Top Abstract Introduction Materials and Methods Results Discussion References

 
Animals

Intact adult male and female Wistar rats weighing 270–300 and 200–250 g respectively were used in this study. The rats were maintained under 12 h light:12 h darkness cycle (lights on at 0800 h) and room temperature (23 ± 2 °C) with food and water provided ad libitum. All procedures were performed in accordance with the institutional guidelines for animal care at Saitama University.

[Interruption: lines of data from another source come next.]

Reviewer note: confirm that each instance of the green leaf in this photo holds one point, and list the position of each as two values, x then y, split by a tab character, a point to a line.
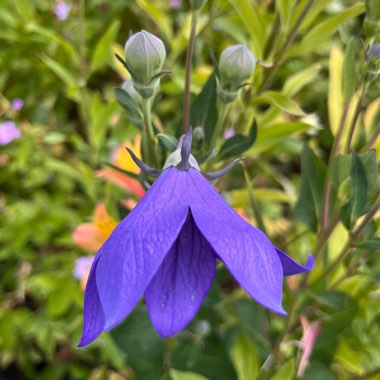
280	101
253	22
238	144
203	111
100	115
72	89
369	244
168	141
356	206
245	358
286	372
349	80
324	30
300	79
180	375
284	8
102	53
313	175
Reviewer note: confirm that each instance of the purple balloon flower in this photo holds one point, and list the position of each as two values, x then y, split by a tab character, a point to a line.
167	249
8	132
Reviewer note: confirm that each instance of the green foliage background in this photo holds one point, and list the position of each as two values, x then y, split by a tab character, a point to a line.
304	98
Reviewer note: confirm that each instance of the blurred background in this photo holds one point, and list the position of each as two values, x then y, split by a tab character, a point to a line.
61	128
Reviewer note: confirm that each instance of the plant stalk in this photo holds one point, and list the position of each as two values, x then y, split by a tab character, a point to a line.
147	112
189	61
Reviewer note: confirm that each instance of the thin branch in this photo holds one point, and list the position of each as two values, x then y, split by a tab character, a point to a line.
189	60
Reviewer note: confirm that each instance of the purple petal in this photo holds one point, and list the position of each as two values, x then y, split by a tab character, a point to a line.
82	266
138	245
62	10
93	313
17	104
178	288
244	249
290	267
8	132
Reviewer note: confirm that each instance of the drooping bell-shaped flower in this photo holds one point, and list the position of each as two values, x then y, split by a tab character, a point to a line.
167	249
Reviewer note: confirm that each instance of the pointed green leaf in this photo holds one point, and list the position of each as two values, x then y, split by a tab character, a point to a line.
127	102
369	244
203	110
245	358
313	173
238	144
253	22
181	375
350	79
356	206
325	29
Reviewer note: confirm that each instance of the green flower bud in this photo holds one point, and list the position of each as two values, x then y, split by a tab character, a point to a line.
130	89
145	55
196	4
235	67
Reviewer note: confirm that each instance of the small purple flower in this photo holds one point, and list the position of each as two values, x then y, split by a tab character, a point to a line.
82	266
62	10
176	4
17	104
167	249
8	132
228	133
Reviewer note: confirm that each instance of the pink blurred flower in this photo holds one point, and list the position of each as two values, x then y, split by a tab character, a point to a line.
228	133
175	4
310	334
17	104
8	132
62	10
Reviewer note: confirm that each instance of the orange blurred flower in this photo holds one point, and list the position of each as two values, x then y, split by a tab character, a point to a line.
122	159
91	236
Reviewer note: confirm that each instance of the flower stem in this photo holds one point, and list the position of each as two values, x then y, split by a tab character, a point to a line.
146	104
354	120
328	187
189	60
347	247
254	204
222	116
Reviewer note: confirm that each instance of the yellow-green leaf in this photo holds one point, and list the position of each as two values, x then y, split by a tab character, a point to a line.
325	29
245	358
280	101
181	375
253	23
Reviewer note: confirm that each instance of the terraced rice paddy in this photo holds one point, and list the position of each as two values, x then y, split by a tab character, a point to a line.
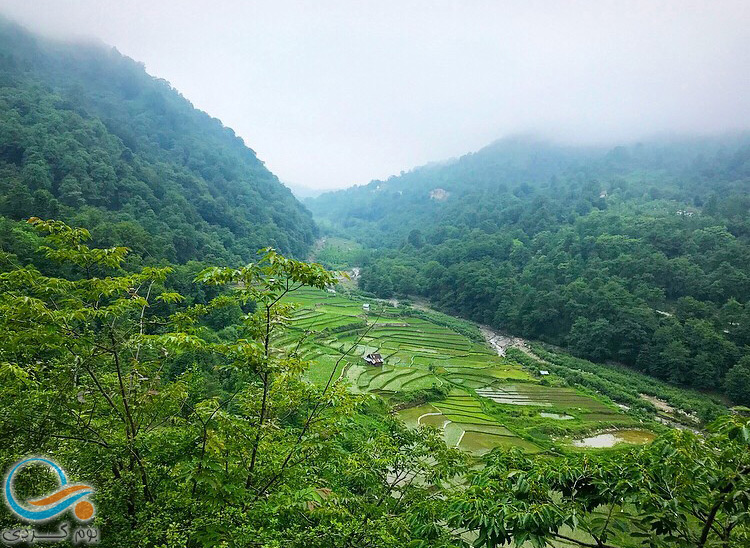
610	439
419	353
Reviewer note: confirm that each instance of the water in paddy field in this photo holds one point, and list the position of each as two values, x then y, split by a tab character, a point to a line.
610	439
556	416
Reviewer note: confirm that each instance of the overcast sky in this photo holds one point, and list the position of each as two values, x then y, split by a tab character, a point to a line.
331	94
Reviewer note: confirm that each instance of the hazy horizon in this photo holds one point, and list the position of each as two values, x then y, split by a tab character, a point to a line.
340	93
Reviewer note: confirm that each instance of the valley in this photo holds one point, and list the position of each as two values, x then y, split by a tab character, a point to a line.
452	375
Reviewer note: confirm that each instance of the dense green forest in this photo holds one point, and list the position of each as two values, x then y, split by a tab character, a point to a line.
639	254
152	350
86	135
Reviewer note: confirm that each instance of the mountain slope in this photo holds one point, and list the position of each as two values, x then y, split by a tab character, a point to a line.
88	136
639	254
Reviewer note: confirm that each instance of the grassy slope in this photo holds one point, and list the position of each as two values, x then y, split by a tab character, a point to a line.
426	360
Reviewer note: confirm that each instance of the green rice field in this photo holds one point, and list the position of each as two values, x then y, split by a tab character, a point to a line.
478	399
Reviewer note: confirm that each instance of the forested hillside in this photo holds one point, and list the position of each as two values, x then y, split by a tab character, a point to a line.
639	254
86	135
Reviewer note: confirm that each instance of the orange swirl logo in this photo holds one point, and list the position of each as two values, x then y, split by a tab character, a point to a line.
51	505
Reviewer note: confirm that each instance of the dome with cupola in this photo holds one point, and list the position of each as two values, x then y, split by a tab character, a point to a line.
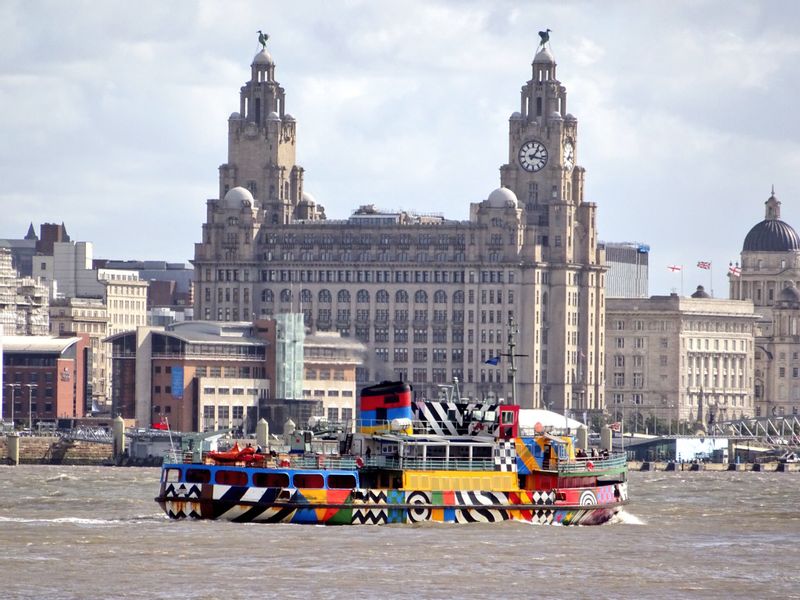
772	234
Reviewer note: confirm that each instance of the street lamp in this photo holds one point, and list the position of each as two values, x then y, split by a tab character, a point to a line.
30	387
13	386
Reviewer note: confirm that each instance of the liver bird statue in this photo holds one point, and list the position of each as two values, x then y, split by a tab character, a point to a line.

Dispersion of rat stomach cells

Isolated stomach cells were prepared by the enzymatic dispersion method. Female rats were sacrificed under ether anesthesia, and stomachs were quickly removed and then turned inside out. The stomachs were inflated and incubated in DISPASE I solution (1000 PU/ml Dispase I (Godo Shusei, Tokyo, Japan), 135 mM NaCl, 5 mM KCl, 0.8 mM MgCl₂, 10 mM glucose, 10 mM HEPES, (DOJINDO, Kumamoto, Japan), 0.6 mM NaHCO₃ (pH 7.4)) for 1–1.5 h. Stomach cells were removed from gastric mucosa using a glass pipe with a diameter of approximately 5 mm and passed through a 102 µm filter and then collected by centrifugation at 1500 r.p.m. for 5 min. The pellet was suspended in medium B (135 mM NaCl, 5 mM KCl, 0.8 mM MgCl₂, 10 mM glucose, 10 mM HEPES, 0.6 mM NaHCO₃ (pH 7.4)) and was stratified on 40% Percoll (Amersham Biosciences Corp.) in medium B. After centrifugation at 1500 r.p.m. for 5 min, the pellet was collected from the bottom of the tube and then stratified on the 40% layer on 50% Percoll medium and centrifuged again for 5 min. After centrifugation, cell solution fractioned on 50% Percoll medium was collected. These ghrelin-rich cells were resuspended in phenol red-free Dulbecco’s modified Eagle medium (DMEM, Life Technologies, Inc.) with 10% charcoal–dextran-treated fetal bovine serum. The cells were plated on a poly-L-lysine-coated culture dish (2.0 x 10⁵ cells/ml) and incubated in humidified 95% air and 5% CO₂ at 37 °C.

Experimental design

Experiment 1: effect of estrogen on isolated stomach cell  After 12–16 h culture, the medium was aspirated and the cells were washed twice with phenol red-free DMEM. The cells were then incubated in serum and phenol red-free DMEM containing 10^–7–10^–5 M water-soluble 17ß-estradiol (E₂) (Sigma) or a vehicle for 8 h in humidified 95% air and 5% CO₂ at 37 °C. The cells were treated with 10^–4 M ICI-182 780, an ER antagonist, for 1 h before estrogen stimulation. After 8 h incubation, the medium was centrifuged at 3000 r.p.m. for 5 min and the supernatant was collected. Total RNA was extracted by using an ISOGEN kit (Nippon Gene, Tokyo, Japan). The samples were stored at –80 °C until analysis.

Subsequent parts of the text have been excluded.